Perhaps there’s something to those concerns; certainly there’s something real about those feelings of stress and insufficiency. But without trying to sound too glib or insensitive, I don’t buy it. For starters, the most experienced pastors I know, even some who make the argument above, seem quite up to the task when confronted with financial management. Some are even downright creative wizards who might’ve done very well at Lehman Brothers or Bear Stearns (but are currently glad they chose a different calling). So there’s something to be said for experience being a good teacher, and that us newbie pastors should foster the patience to appreciate the many ways that non-ordained church members can help us to be better pastors. And besides, the three years I spent in seminary will be the only time in my life I will wholly focus on learning the faith as richly and comprehensively as possible. I wouldn’t give that up for classes in subjects I can learn just as well from the accountants, and bankers, and managers I’ve met in my congregations.

So when Steve Weaver sent me an email, saying, “I want to do a fund-raiser for the church,” my first thought was not, “Why didn’t I think of that?!?” I thought, “Yesssss!!!” And I hope you’ll join me in being glad that happened. Until then, I didn’t know that this is somewhat of a tradition at Plymouth Creek, a nice and joyful evening of members serving each other, giving to their church and celebrating the ministry we can do together. As I thought back on last Saturday’s auction, something fun occurred to me: that in fundraising for our mission efforts, many of us bought pies, which we subsequently shared with others. Brilliant. We commit ourselves to hospitality, and in response offer hospitality to others. Though, to be honest, if I’d bought a plate of buffalo wings, I might not have shared so easily…

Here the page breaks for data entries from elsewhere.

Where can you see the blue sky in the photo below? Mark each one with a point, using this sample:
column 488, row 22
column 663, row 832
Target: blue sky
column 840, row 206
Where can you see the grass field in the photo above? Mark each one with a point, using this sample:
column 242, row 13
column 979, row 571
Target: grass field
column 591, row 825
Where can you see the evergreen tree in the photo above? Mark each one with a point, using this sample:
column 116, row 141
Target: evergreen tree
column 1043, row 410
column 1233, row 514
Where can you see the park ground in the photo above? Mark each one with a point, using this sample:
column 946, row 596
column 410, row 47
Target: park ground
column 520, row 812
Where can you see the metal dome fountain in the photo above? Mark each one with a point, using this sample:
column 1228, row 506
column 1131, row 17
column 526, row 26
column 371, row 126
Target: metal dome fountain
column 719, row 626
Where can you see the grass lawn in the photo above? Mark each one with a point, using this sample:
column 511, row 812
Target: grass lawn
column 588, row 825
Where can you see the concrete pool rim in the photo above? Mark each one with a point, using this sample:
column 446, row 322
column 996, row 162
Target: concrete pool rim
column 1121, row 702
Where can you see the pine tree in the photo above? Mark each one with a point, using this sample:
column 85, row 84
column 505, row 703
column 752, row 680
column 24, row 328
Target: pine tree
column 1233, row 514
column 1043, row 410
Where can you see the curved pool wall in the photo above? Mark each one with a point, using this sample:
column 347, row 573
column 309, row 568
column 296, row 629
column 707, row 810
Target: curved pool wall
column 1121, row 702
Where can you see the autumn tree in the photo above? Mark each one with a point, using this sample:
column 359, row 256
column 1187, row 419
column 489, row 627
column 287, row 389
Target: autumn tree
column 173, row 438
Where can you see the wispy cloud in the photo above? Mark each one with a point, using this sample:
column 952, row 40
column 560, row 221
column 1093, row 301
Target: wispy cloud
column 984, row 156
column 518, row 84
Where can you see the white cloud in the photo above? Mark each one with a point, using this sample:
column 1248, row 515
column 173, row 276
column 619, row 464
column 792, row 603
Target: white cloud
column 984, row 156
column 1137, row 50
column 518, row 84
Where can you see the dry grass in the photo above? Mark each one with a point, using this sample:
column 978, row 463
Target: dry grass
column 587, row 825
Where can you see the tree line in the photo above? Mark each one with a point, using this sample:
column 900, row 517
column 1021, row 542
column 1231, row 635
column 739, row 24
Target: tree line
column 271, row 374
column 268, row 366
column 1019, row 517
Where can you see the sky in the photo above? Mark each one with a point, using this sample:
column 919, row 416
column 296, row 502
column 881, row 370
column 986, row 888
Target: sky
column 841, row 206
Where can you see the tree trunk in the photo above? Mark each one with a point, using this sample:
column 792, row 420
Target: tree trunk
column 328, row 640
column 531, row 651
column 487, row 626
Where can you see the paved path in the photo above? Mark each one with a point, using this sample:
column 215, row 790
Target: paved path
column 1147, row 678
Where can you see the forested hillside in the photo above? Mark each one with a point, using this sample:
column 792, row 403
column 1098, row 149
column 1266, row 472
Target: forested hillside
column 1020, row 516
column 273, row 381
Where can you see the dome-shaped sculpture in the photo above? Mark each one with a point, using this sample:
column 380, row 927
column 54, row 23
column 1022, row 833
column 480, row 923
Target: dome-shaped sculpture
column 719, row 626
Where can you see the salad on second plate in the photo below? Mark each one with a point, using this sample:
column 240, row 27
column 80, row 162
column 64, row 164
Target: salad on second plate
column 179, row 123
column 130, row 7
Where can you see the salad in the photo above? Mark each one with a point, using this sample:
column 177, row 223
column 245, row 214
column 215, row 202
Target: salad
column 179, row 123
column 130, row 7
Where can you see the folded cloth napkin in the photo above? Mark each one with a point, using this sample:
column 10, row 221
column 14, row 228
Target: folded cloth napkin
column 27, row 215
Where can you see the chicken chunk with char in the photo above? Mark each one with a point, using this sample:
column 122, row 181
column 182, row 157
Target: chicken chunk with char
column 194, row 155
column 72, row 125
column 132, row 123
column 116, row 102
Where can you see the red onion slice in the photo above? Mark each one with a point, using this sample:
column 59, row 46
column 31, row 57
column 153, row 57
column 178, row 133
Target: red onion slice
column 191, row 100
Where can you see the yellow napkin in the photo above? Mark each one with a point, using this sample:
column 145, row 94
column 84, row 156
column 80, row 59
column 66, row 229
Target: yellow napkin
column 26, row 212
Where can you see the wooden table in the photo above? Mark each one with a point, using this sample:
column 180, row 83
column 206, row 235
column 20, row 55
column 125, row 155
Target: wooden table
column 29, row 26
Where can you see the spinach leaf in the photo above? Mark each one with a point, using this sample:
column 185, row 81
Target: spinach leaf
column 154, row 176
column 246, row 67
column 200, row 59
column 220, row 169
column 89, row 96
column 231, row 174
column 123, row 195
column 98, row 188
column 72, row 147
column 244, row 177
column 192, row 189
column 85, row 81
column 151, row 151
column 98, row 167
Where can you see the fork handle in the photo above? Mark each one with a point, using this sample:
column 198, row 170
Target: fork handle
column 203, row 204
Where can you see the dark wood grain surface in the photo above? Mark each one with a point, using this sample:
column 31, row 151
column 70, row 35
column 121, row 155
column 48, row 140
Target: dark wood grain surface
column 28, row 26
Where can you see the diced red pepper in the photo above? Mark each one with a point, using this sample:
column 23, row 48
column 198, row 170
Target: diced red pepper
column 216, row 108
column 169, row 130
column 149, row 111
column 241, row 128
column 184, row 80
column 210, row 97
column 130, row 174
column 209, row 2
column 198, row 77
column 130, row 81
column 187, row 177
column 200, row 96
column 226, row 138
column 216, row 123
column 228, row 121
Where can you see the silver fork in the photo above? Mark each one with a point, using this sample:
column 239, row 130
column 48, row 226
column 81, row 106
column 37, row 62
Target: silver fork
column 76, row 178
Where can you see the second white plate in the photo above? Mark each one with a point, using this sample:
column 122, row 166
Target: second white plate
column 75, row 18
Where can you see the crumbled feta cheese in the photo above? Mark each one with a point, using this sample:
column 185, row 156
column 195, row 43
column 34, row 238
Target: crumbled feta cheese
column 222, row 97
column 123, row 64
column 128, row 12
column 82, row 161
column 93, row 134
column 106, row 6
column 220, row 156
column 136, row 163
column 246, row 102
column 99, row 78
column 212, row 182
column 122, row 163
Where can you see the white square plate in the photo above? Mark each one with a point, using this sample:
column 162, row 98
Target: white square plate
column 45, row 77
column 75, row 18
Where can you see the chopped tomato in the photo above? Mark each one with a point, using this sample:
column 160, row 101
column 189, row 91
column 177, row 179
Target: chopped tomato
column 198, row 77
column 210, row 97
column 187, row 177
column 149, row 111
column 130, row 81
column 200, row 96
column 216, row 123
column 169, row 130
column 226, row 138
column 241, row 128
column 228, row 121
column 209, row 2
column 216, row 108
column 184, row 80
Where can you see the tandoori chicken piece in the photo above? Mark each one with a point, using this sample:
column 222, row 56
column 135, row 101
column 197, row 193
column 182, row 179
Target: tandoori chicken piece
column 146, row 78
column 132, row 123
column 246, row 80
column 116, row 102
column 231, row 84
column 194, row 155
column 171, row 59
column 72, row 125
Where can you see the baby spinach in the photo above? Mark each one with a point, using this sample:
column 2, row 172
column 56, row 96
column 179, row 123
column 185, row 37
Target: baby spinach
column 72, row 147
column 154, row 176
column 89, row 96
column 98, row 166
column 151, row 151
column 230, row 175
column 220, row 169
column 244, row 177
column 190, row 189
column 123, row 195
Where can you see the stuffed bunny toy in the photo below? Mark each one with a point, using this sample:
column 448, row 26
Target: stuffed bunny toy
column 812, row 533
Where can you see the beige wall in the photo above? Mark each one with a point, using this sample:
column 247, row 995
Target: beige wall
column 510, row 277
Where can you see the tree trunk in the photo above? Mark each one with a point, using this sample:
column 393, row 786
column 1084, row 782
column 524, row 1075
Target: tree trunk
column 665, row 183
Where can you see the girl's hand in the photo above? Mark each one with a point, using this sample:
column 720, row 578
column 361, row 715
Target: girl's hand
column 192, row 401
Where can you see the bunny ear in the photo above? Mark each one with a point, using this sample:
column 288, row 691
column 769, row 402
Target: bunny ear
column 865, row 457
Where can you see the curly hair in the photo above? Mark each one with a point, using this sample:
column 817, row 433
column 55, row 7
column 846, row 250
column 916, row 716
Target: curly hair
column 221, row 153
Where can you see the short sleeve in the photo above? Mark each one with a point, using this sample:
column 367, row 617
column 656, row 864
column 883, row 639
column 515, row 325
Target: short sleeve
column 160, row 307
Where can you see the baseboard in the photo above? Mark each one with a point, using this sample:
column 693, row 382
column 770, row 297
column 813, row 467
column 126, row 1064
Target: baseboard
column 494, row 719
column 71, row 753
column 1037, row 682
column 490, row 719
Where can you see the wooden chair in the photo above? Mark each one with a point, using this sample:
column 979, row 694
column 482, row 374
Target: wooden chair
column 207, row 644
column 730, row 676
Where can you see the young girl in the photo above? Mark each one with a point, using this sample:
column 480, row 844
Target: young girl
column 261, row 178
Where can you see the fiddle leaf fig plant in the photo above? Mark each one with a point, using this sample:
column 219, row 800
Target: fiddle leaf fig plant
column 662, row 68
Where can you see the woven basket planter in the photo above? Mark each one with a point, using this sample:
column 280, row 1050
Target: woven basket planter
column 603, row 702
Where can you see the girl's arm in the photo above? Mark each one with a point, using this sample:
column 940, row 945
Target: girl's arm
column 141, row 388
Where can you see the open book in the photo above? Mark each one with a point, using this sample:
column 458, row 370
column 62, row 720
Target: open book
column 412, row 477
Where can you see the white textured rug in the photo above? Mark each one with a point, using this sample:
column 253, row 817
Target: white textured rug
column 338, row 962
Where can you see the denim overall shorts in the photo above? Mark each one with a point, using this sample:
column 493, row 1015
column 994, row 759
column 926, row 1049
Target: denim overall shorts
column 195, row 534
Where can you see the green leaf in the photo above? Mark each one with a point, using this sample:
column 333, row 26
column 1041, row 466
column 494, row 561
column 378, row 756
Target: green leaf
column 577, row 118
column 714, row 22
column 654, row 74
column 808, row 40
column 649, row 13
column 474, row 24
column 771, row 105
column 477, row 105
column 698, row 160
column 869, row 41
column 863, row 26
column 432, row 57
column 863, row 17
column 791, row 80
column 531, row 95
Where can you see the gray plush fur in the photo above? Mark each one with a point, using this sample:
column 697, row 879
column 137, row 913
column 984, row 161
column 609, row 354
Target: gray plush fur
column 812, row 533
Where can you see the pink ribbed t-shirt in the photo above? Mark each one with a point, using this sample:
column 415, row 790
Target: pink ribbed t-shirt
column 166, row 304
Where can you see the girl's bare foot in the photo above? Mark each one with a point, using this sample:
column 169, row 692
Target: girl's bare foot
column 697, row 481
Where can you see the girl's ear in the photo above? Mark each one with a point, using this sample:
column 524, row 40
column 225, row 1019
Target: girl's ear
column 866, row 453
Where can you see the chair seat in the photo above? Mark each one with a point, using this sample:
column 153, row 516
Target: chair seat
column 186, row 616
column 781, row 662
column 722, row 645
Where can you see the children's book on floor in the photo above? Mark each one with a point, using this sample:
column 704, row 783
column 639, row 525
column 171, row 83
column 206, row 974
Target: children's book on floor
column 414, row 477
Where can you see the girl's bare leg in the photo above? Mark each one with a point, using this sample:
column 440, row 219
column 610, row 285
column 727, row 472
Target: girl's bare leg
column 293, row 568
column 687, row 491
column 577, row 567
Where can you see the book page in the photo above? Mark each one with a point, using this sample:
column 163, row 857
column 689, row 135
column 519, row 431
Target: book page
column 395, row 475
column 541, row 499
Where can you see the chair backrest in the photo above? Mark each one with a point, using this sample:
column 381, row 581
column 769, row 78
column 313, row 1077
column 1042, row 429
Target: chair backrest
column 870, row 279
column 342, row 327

The point is that in learning something new about the way that Plymouth Creek ‘does church,’ it reinforced something I did learn at seminary, and made up for some of the stuff I didn’t- This ministry is our ministry. When it comes to finances or fund-raising, we share the joy being good stewards of God’s resources for God’s outpouring of unyielding love for all Creation. In like manner, when it comes to planning and implementing other ways this community will pursue that grand calling, we share that too. I’ve been humbled thus far by the many ways you’ve undertaken that responsibility, of which Steve’s work is but one example. And thus I’m excited to see what you come up with next. No matter how hard they might try, they couldn’t teach that in seminary.